KC Johnson's "Challenge"After PS4RS and others released rebuttals of the Freeh Report, KC weighed in with this:
"Over the past several weeks, high-profile criticisms of the Freeh Report, which examined the Penn State administration's failed response to a report of inappropriate sexual behavior by former defensive coordinator Jerry Sandusky, generated more heat than light. Nearly identical missives from a handful of renegade PSU trustees, the family of ex-coach Joe Paterno, and a handful of former Penn State football players all slammed the Freeh Report as biased and filled with factual errors--but were unable to identify even one specific way in which the report was biased, or point out even one factual error that made the critics' case."
First, I disagree that the analyses, and specifically the PS4RS report, did not show the Freeh Report was biased.
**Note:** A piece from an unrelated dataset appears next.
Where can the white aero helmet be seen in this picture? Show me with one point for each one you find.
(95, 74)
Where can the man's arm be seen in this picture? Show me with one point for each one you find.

The PS4RS report clearly showed the conflicts of interest in the Freeh investigation and that the report was biased because the individuals closest to the case, who could provide exculpatory evidence, were not interviewed.
But, I digress.
I'll answer KC's challenge that there are no factual errors in the Freeh Report. I easily found 20 errors and omissons in the Freeh Report that negate almost every meaningful finding not only in the report, but in Freeh's press conference remarks.
I will make the complete list public on Friday, at Franco's Town Hall in King of Prussia, PA. But for now, here are four obvious errors in the Freeh Report that are indisputable and documented in the trial verdicts and transcripts.
1. Incorrectly recounted the trial testimony regarding the Fall 2000/Victim 8 incident. The Freeh Report stated the incident occurred in the Assistant Coaches Locker Room, that there was an obstruction blocking the janitors view, and that multiple janitors testified at trial. The transcript states the crime occurred in the Staff Locker Room, there were no obstructions blocking the view, and that only one janitor testified.
2. Incorrectly stated that Victim 6 was assaulted. Sandusky was acquitted of indecent assault.
3. Incorrectly stated that Victim 7 was assaulted. Sandusky was not charged with assault in that case.
4. Incorrectly stated that Victim 5 was assaulted. Sandusky was acquitted of indecent assault.